The Town de Ben Affleck
Ben Affleck, vous vous souvenez ? Il a d'abord été le gars sexy qui avait coécrit le scénario de Will Hunting. Pas mal, pas mal du tout, et pas que pour sa jolie plastique... Et puis, il a enchaîné les navets, paraissant plus souvent dans la presse people ( ah ! la lunnette de toilettes incrustée de diamants qu'il avait offerte à Jennifer Lopez ! ) pour sa vie personnelle que pour son travail jusqu'à... Jusqu'à la paternité et l'excellente idée de réaliser des films, d'écrire à nouveau, de plonger en soi et de sublimer tous les démons qui déchiraient l'homme. S'en est suivi l'excellent Gone Baby Gone, puis The Town, que je viens d'aller voir et dont je suis sortie moins ravagée que par le précédent opus, mais très remuée. La problématique intime de Ben Affleck est la suivante : il a grandi dans l'un des quartiers les plus miséreux et les plus mal famés de Boston et le succès lui a sans doute donné l'impression de trahir ses origines. Comment quitter le milieu dans lequel on est né sans culpabilité ? Cette problématique n'est pas la mienne, plus celle de mon castor de mari. Pour ma part, je n'ai pas quitté mon milieu, je n'ai même jamais eu l'ambition de m'y arracher. Mais, ce sentiment d'avoir toujours derrière soi le poids de ses origines et de son passé, je le connais, je le connais même trop bien en ce moment. Et ce film a été là pour faire résonner un peu plus dans ma pauvre petite cervelle de loutre la lancinante question : Y a t'il jamais de nouveaux départs ? Peut-on se recréer soi-même ? Peut-on échapper à son passé ?

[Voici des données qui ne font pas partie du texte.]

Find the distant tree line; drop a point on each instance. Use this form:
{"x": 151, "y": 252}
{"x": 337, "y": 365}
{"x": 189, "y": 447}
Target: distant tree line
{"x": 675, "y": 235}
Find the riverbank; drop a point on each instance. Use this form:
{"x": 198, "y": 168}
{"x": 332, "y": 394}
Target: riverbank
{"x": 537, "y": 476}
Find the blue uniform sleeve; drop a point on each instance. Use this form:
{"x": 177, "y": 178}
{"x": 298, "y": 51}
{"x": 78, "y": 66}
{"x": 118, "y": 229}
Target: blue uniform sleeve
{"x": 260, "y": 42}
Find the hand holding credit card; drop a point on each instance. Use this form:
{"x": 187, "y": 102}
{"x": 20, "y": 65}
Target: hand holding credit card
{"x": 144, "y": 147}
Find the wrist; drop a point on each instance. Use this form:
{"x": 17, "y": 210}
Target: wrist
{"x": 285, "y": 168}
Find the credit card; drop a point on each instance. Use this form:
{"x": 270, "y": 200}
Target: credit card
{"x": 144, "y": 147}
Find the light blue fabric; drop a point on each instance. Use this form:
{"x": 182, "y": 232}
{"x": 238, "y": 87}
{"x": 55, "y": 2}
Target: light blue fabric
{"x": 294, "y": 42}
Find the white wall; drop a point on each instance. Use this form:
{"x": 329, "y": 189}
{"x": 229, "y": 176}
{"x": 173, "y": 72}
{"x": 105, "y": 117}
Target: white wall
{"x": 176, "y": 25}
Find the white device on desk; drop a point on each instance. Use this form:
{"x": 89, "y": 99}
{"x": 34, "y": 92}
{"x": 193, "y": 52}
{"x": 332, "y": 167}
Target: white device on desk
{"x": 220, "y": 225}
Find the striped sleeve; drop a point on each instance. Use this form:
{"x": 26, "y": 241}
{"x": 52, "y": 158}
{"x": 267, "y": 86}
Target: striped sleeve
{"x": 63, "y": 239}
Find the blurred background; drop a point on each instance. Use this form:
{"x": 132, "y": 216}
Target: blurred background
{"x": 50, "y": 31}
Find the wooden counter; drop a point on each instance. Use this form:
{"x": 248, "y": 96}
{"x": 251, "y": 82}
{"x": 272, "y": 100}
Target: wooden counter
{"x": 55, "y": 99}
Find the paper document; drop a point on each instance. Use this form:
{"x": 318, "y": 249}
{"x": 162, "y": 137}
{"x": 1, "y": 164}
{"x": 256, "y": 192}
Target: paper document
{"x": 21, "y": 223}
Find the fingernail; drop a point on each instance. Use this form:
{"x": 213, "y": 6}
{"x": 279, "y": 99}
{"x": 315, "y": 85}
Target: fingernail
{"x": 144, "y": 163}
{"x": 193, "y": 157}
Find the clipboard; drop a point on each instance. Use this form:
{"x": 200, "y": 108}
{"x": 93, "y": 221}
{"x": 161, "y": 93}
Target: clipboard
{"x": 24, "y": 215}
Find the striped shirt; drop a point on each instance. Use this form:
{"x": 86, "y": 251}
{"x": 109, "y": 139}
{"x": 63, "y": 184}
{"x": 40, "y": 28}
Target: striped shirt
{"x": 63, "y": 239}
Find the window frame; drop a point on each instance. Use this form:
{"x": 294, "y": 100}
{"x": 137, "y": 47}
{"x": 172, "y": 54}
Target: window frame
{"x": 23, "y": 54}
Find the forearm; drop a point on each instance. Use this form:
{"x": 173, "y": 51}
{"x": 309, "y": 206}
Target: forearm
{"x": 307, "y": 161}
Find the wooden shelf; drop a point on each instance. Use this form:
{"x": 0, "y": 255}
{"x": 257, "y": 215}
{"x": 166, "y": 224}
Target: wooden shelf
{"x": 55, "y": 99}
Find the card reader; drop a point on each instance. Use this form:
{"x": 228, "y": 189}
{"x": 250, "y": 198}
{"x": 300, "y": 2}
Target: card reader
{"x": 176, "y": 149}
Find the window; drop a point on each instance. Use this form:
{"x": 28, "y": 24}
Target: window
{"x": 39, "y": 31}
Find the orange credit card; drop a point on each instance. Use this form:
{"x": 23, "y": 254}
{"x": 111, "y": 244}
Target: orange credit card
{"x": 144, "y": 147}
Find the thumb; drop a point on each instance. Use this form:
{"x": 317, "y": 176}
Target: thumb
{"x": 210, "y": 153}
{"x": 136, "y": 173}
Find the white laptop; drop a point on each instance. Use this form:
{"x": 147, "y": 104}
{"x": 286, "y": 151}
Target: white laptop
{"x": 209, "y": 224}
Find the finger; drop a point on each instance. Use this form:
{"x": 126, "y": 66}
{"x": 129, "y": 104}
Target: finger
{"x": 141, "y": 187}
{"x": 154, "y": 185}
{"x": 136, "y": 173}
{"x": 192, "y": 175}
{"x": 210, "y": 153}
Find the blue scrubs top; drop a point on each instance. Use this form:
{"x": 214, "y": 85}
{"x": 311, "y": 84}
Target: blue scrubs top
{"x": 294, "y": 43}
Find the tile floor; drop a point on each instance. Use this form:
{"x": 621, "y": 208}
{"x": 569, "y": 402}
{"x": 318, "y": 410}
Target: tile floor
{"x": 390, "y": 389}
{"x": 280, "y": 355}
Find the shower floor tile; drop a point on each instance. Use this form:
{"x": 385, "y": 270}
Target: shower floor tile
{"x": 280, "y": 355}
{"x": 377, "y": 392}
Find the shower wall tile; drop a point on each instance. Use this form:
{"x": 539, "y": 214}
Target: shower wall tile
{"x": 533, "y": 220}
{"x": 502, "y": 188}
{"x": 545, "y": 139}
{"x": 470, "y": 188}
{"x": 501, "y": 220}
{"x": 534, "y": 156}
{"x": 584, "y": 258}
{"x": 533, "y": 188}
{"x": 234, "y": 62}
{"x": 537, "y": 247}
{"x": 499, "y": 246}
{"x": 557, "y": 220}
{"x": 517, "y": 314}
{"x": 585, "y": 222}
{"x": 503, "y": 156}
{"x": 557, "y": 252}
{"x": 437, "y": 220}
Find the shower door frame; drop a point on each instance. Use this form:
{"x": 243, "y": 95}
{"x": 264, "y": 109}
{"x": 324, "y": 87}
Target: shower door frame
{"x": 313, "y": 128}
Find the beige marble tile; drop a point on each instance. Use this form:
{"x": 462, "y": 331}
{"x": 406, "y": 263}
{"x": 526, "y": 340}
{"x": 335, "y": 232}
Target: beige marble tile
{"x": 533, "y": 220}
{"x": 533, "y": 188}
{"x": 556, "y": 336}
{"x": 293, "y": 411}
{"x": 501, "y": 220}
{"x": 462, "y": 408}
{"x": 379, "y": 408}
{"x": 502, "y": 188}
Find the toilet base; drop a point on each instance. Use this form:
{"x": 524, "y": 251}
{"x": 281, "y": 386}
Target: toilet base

Parce que oui, le problème n'est pas tant le poids que les autres font peser sur vous, le problème c'est l'ambivalence de nos sentiments envers notre passé. A l'heure de Facebook et autres réseaux sociaux, cette problématique est plus actuelle que jamais : tout un chacun peut reprendre contact avec des gens qu'il n'aurait pas revus sans la petite toile internet. Plaisant, oui, de retrouver des gens perdus depuis longtemps. Moins plaisants parfois, les souvenirs qui remontent à la surface et font crever la fragile bulle de bonheur qui les précédait.
Je sens que ce que j'écris aujourd'hui est bien nébuleux... Qu'on se rassure : la loutre n'a tué personne, mais, le monde étant tout petit, l'une de ses bien-aimées collègues de travail est la meilleure amie d'une ancienne amie de classe préparatoire et... Et tout cela a renvoyé votre loutre à sa folle jeunesse toulousaine, avec ses passions flamboyantes et ses grands moments de mal être, de mal de vivre, à chercher sur les berges de la Garonne qui elle était, croyant que les scènes et les coups d'esclandre la rendraient vivante à elle-même. Je me trompais alors, je trébuchais sur mon petit chemin, sans rien y voir. Je l'aime ma jeunesse dégingandée, ma jeunesse cabossée, je l'aime comme on aime les petites plaies que l'on fait saigner à dessein et qu'on n'a pas envie de faire voir aux autres.
Alors, oui, à l'instar de Ben Affleck, mon passé me retient et mon passé me nourrit, comme tout un chacun. Essayons, tout comme lui, d'en faire quelque chose de beau.